Nei conflitti tribali, il gruppo vincitore uccideva i prigionieri ed eliminava tutti i figli maschi, anche in fasce. Da adulti sarebbero diventati nemici, vendicatori dei padri. Ma si riducevano in schiavitù le bambine, destinate a mettere a mondo i figli del nemico. Una grande deportazione avvenne dal novembre ’38 al settembre ’39, le famiglie ebree spedirono in Gran Bretagna 10mila bambini, pochi genitori riuscirono a raggiungerli. Per le spese versarono 50 sterline, circa 1.500 euro. I primi furono accolti da famiglie, poi finirono nei campi profughi.

I nazisti ’rapirono’ i bambini dai paesi occupati. Dopo l’attentato a Heydrich in Cecoslovacchia, furono trucidati gli abitanti di Lidice, il 9 giugno 1942, e 13 bambini, dal fisico ariano, su 98 furono portati in Germania e dati in adozione. Gli altri finitorno nei lager ed eliminati il primo giorno. I nazisti si illusero di creare come in un allevamento i futuri superuomini del Reich, con l’operazione Lebensborn in Norvegia: giovani norvegesi, bionde e occhi azzurri, accoppiate con prestanti SS. Nacquero circa 12mila bambini e quasi tutti crebbero male, disprezzati dai norvegesi e dimenticati.

Ma l’illusione di allevare bambini per migliorare la razza continuò.

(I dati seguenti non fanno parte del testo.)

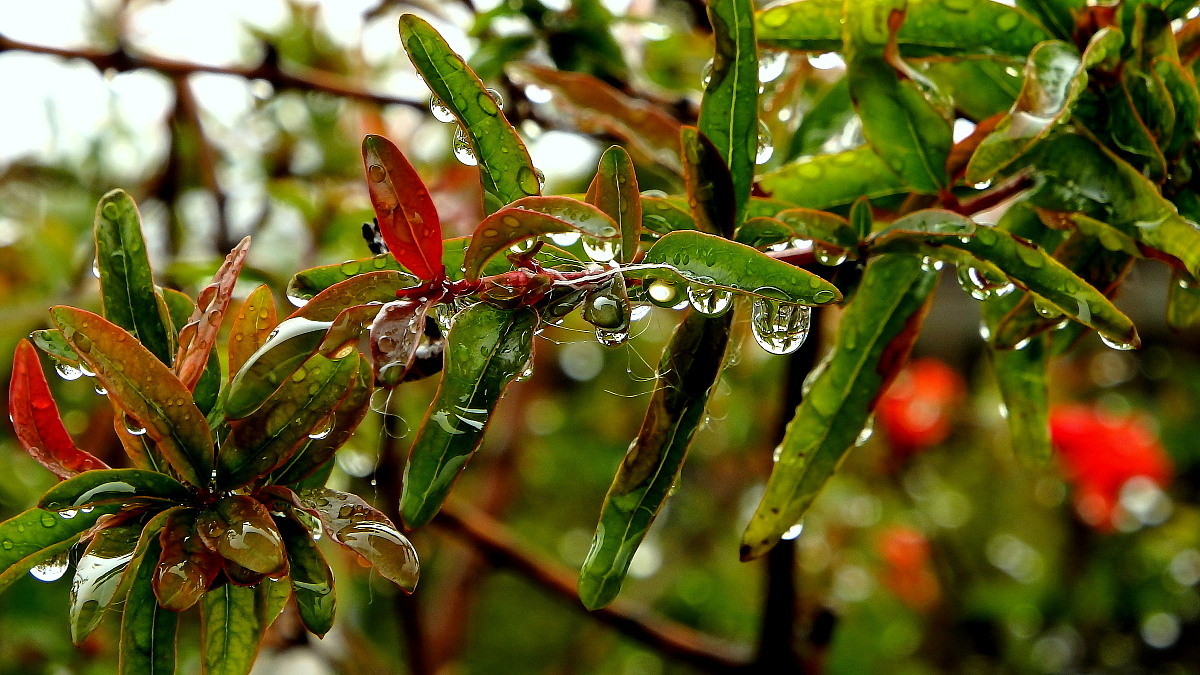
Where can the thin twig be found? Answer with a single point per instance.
(269, 71)
(670, 639)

Nel 1951 la Groenlandia era una provincia danese in miseria. Le autorità, con l’operazione Red Barrett decisero di spostare bambini dalla Groenlandia per allevarli in Danimarca e creare la futura élite che avrebbe migliorato le condizioni dell´isola. I parroci cercarono orfani tra i 6 e 7 anni, sani e intelligenti, ma non ne trovarono abbastanza. Poi si chiese l´assenso dei genitori. Partirono in 22, accolti con entusiasmo, ospitati per sei mesi in famiglia, poi in collegi. Impararono il danese, e dimenticarono la loro lingua. Hanno fatto una brutta fine, non hanno mai superato il trauma della separazione, sono diventati alcolizzati, criminali, alcuni si tolsero la vita.

Tranne una, Eva Illum, 77 anni. È riuscita ad avere una vita serena, ma rimpiange ancora la famiglia d’origine che non ha più rivisto. I bambini ucraini deportati, siano cento o centomila,, non diventeranno mai buoni cittadini russi, non dimenticheranno l’infanzia a Mariupol o a Odessa.